DENVER — A former high school student convicted of first degree murder and other charges for a 2019 shooting attack inside a suburban Denver high school that killed one student and injured eight others is set to be sentenced to mandatory life in prison without parole on Friday.
Devon Erickson was convicted in June of all 46 charges against him, including murder in the death of Kendrick Castillo, an 18-year-old senior hailed as a hero for trying to stop the attack on a classroom at STEM School Highlands Ranch south of Denver. Eight other students were injured.
Prosecutors said Erickson, now 20, partnered with fellow student Alec McKinney in the May 7, 2019, shooting. Since Erickson was 18 and an adult at the time of the shooting, he faces a mandatory life sentence.
McKinney, who was 16 and a juvenile at the time of the shooting, was sentenced to life last year but could become eligible for parole after about 20 years in prison under a program for juvenile offenders.
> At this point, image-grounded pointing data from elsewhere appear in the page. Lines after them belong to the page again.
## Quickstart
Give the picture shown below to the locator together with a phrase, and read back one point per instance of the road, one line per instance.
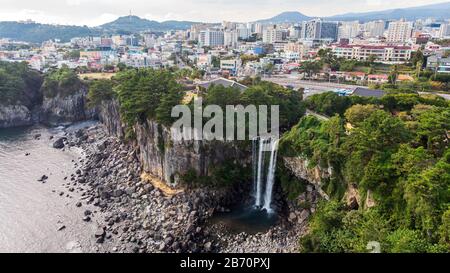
(313, 88)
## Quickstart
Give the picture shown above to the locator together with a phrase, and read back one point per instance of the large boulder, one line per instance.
(15, 116)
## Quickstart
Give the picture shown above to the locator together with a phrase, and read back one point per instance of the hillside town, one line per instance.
(353, 53)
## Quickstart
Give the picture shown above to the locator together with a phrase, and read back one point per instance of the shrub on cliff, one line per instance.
(147, 93)
(19, 84)
(402, 159)
(100, 90)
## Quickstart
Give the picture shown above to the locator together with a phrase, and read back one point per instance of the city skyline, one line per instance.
(84, 12)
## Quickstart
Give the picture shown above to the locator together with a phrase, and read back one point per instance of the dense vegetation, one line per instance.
(147, 94)
(61, 82)
(331, 103)
(262, 93)
(18, 84)
(396, 153)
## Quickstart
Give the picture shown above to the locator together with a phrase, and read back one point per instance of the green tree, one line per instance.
(100, 90)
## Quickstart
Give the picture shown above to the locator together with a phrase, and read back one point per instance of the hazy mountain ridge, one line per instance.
(37, 33)
(438, 11)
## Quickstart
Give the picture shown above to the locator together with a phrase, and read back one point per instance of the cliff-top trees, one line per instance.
(144, 93)
(400, 154)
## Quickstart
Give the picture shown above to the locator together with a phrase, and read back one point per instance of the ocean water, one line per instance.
(31, 212)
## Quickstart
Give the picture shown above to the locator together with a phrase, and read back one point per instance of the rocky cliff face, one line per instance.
(163, 158)
(15, 116)
(169, 161)
(301, 169)
(108, 114)
(62, 110)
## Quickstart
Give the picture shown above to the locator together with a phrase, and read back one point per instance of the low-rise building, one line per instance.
(382, 53)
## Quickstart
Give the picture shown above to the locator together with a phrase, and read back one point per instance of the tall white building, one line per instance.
(259, 28)
(211, 38)
(244, 32)
(444, 31)
(230, 38)
(399, 32)
(349, 30)
(272, 35)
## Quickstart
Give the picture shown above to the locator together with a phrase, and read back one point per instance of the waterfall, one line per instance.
(259, 173)
(271, 176)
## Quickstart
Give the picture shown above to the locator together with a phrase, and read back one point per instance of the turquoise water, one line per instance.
(31, 212)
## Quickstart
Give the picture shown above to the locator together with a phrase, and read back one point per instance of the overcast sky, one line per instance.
(96, 12)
Friday’s sentencing hearing allows victims and their families to tell the court about what they’ve suffered in the continuing aftermath of the attack.
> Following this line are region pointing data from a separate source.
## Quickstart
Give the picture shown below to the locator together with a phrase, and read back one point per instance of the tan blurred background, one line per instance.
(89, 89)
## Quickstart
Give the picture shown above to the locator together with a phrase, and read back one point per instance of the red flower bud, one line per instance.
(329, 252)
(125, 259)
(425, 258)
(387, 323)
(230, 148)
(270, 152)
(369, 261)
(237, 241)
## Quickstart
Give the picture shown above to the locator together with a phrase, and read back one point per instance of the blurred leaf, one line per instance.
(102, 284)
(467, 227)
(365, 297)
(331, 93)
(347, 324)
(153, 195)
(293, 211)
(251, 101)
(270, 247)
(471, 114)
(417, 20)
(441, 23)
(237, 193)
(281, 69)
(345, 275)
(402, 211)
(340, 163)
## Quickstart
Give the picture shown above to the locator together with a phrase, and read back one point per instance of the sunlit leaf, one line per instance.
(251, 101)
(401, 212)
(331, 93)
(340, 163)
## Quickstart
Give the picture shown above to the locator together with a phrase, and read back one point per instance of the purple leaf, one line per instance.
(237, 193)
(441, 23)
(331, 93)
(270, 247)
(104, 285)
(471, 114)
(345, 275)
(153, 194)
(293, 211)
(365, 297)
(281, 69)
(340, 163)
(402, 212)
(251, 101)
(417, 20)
Erickson and McKinney targeted a classroom of high school students who were sitting in the dark, watching a movie at the end of their senior year. The two entered through separate doors to maximize the number of students they could kill, prosecutors said.
Prosecutors said that Erickson and McKinney concocted a “victim-hero” plan in which McKinney would either kill himself or be killed by Erickson.
The shootings stopped when Castillo and two other students, Joshua Jones and Brendan Bialy, charged Erickson, whose gun jammed after he fired four times. McKinney was apprehended by a school security guard.
Defense attorneys argued that Erickson was pressured into participating by McKinney, who testified against Erickson after pleading guilty last year. The defense also suggested that Castillo was accidentally shot as he pushed Erickson against a wall.
Despite the mandatory life term for Erickson, prosecutors asked that a report be prepared that recommends the sentence and summarizes the evidence presented at trial. That information could help deter a future governor who might possibly consider clemency for Erickson, according to District Attorney John Kellner.
After the shooting, McKinney told investigators that he planned the attack for weeks and intended to target classmates who repeatedly mocked him because he was transgender, according to court documents.
At his sentencing hearing last year, McKinney said he did not want leniency and urged anyone planning a school shooting to get help. But he also suggested the shooting was Erickson’s idea.